Model: "sequential_3"
_________________________________________________________________
 Layer (type)                Output Shape              Param #   
 dense_12 (Dense)            (None, 99)                13167     
                                                                 
 activation_12 (Activation)  (None, 99)                0         
                                                                 
 dense_13 (Dense)            (None, 74)                7400      
                                                                 
 activation_13 (Activation)  (None, 74)                0         
                                                                 
 dense_14 (Dense)            (None, 56)                4200      
                                                                 
 activation_14 (Activation)  (None, 56)                0         
                                                                 
 dense_15 (Dense)            (None, 42)               
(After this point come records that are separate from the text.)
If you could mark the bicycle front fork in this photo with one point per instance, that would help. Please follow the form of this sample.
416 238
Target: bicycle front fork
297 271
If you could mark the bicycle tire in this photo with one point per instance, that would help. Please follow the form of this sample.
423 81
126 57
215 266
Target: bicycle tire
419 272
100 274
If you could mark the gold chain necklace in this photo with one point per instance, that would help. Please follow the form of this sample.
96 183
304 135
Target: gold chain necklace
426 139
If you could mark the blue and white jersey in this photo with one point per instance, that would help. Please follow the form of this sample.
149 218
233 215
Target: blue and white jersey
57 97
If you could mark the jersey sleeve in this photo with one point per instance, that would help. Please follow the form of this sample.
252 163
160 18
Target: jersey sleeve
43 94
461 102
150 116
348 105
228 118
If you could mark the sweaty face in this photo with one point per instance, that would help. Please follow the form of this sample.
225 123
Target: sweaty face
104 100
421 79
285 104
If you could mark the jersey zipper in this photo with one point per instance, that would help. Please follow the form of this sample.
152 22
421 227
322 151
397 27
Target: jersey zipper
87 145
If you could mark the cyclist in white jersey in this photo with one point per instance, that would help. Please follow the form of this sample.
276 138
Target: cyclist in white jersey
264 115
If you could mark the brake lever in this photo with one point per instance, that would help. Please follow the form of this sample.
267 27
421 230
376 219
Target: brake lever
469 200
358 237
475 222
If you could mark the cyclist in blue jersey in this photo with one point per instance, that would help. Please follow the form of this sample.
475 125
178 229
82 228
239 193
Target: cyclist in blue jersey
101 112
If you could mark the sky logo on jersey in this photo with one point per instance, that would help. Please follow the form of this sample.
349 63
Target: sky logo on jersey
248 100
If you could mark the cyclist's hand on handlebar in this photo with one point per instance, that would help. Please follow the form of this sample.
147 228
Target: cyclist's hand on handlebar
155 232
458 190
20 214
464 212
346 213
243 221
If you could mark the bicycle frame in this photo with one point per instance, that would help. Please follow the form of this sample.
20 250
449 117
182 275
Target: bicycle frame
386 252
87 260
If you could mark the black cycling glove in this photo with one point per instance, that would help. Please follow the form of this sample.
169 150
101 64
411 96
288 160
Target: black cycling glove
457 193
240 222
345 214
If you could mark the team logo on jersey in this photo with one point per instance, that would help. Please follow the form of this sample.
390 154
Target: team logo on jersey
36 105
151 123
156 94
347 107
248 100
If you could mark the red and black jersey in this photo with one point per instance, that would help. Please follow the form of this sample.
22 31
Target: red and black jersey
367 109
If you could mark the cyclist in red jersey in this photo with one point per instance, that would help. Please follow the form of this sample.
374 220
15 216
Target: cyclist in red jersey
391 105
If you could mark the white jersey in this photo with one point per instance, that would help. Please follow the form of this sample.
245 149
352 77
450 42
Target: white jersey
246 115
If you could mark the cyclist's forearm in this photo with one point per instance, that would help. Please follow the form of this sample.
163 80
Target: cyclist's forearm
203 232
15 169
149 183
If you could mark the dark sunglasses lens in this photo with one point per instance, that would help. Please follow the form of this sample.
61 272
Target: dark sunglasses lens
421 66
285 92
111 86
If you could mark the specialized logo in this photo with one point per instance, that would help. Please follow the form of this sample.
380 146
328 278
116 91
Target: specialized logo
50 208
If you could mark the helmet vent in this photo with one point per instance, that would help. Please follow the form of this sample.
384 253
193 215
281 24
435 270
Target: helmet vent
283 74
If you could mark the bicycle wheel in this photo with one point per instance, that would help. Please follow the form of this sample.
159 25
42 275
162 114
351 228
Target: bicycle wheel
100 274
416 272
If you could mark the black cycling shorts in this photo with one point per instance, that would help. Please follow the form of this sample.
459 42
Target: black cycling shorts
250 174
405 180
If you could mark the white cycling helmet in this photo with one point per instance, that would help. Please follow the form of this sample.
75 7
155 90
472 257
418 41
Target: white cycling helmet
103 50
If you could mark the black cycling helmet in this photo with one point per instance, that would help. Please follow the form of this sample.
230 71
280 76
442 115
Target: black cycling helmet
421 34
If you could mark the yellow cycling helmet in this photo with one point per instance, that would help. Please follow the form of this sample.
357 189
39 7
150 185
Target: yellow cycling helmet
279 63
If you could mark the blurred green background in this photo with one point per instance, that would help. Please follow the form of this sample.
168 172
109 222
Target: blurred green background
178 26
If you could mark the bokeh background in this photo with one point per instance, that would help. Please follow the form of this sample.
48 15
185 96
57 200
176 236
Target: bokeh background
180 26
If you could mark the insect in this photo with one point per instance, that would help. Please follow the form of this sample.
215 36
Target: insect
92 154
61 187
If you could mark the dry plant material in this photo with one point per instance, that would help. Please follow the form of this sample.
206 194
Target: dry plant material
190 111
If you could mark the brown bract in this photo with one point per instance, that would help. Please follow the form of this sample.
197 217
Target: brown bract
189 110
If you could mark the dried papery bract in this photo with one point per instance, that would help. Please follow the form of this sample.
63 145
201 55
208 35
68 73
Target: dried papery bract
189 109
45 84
After building the structure of the model, the model then needs to be compiled. In this compilation process, there are some parameters that need to be specified as well:

*   'adam' for the optimizer, which often used as a default optimizer, since it usually has faster computation time
*   'Sparse Categorical Cross Entropy' for the loss function, which calculates the crossentropy loss between labels and predictions
*   'accuracy' for the metrics, which calculates how often prediction equals labels


In [None]:
# Compiling the built model
model.compile(optimizer = 'adam',
              loss = keras.losses.SparseCategoricalCrossentropy(),
              metrics = ['accuracy'])

# Fitting the 'train' data into the model
model.fit(X_train, 
          y_train_num, 
          epochs = 5)

Epoch 1/5
Epoch 2/5
Epoch 3/5
Epoch 4/5
Epoch 5/5


<keras.callbacks.History at 0x7f5a5ea44e90>

####IIIc. Model testing and scoring

Now, let us try predicting the result of the 'test' datasets based on the model we have built.

In [None]:
# Predicting using the built model
modelpred = model.predict(X_test)

# Calculating the accuracy of the
acc = model.evaluate(X_test, y_test_num, steps = 5)



From the Artificial Network Neural model that we have build, we have successfully predicted the outcome of the 'test' datasets in 100% accuracy.